Взялись за руки. И словно не было этих долгих безнадежных месяцев.

— Почему ты не писал?

— Я не мог. Я хотел тебя видеть…

Она вспомнила, как примчалась из Петербурга в Харьков, вспомнила бесконечные глухие стены Сабуровой дачи, за которые ей так и не удалось проникнуть, — Всеволоду было тогда совсем плохо.

— Я хотел тебя видеть…

Они виделись позже, когда его перевели в петербургскую лечебницу доктора Фрея. Она смотрела на него и говорила ему о любви, а он грустил и плакал, точно не замечая ее. Она думала: «Не утешает его моя любовь. Значит, не любит».

— Я хотел тебя видеть…

Лил дождь. Его увозили домой. У двери вагона она сказала: «Не мучь себя никакими обязательствами. Если захочешь, напиши мне». Он кивнул.

— Почему ты не писал? Я ждала…

Он вспомнил, как боялся положить перед собой лист бумаги, взять в руки перо.

— Я ждала…

Его вопросы о ней окружающие топили в холодных вестях: говорят-де, что он ей не нужен, что даже упоминать о нем она запретила.

— Я ждала…

Ну конечно, ждала! Он смотрит ей в глаза. Ее глазам он верит во сто крат больше, чем обдуманным фразам других людей.

— Как все хорошо! Вот я и нашел тебя!

— Я уезжаю. Вот только экзамены сдам. Поеду на Волгу, в маленькую больничку — попрактиковать, поработать около больных.

— Ты останешься!

— Я поеду. Ненадолго, всего на четыре месяца.

— А я?

— Ты будешь ждать…

…Он ждал. Писал ей о своей любви. Она отвечала сдержанно: настрадалась от сомнений за время его молчания и боялась снова отдаться большому чувству.

Он ждал.

«Милая моя голубка, чем больше я о тебе думаю, тем больше чувствую себя виноватым перед тобою и тем больше люблю тебя».

«Вспомни, что я в этом большом Питере совсем, совсем один».

«…Все острее и острее делается во мне чувство скуки и пустоты без тебя».

«Голубушка моя, пожалей меня, пришли несколько слов!»

…Они обвенчались в начале следующего, 1883 года. Гаршин с любовью отмечал каждый месяц своего счастья.

«Послезавтра минет полгода, как мы обвенчались, и эти полгода — самые счастливые дни моей жизни…»

«Вот одиннадцатый месяц, как мы обвенчались Всегда буду помнить этот год с благодарностью богу и судьбе».

И еще через два месяца: «…Теперь, как никогда, вижу, как хорошо я сделал, женившись на Наде».

Гаршин был счастлив с Надеждой Михайловной пять лет.

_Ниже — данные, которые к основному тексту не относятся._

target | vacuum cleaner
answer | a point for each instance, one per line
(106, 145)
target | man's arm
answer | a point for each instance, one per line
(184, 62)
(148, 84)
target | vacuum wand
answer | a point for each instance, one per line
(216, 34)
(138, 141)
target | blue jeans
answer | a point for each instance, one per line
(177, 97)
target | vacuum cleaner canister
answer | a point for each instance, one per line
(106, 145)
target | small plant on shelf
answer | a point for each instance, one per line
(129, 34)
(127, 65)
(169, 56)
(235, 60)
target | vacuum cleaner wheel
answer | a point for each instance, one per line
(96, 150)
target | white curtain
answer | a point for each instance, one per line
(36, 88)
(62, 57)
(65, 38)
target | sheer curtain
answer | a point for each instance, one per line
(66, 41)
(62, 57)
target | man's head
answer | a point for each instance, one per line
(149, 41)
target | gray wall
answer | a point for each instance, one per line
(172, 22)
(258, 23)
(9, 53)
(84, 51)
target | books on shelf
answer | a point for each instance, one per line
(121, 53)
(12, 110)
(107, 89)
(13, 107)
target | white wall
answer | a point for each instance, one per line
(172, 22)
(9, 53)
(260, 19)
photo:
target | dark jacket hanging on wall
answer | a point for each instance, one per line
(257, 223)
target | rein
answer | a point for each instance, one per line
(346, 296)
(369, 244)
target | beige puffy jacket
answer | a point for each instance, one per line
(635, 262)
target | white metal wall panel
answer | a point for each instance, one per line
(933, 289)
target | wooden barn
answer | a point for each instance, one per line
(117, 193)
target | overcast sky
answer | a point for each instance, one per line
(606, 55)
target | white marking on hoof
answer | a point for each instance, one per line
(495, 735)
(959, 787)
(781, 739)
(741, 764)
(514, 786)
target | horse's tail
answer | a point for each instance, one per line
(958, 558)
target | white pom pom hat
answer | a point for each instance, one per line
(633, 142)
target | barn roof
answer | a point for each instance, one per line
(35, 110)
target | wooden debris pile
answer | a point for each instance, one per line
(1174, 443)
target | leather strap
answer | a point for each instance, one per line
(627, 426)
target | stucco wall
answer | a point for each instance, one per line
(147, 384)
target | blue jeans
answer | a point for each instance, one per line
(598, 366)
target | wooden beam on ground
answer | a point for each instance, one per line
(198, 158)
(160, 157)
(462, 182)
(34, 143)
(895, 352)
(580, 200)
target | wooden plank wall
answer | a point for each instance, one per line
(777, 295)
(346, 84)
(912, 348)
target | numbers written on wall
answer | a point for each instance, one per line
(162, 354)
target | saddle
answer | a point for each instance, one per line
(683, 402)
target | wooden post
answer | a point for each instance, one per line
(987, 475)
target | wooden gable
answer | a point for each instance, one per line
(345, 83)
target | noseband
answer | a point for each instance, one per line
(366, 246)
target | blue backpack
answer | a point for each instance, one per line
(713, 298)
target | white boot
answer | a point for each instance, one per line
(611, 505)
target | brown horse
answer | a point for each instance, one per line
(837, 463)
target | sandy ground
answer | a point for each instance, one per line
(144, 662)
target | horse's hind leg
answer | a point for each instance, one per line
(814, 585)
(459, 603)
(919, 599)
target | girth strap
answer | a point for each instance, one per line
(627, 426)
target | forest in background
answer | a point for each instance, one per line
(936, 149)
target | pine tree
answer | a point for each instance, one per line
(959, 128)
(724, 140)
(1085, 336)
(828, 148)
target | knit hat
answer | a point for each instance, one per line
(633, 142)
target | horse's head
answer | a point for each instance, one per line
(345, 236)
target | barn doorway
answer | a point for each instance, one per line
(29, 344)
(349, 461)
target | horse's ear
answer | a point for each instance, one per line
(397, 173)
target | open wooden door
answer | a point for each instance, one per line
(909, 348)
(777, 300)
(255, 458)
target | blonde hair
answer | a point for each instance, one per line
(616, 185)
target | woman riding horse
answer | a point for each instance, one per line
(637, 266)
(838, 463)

Всю жизнь.

«Я не был в Петербурге почти три года. Странное волнение охватило меня, когда поезд…»

Первый фельетон из цикла «Петербургские письма» появился в харьковской газете «Южный край» 2 июня 1882 года.

Писатель Гаршин, видно, и в самом деле сильно соскучился по Петербургу. Иначе зачем бы ему предпосылать занимательному рассказу о дачном сезоне и о «приятеле своем», вездесущем чиновнике Иване Ивановиче, нечто вроде «слова» о граде Петровом. Сделав подобное заключение, харьковский «проницательный читатель» пропускал скучное предисловие и переходил непосредственно к описанию петербургских дач и многочисленных знакомств Ивана Ивановича. И зря! В предисловии этом — вся суть!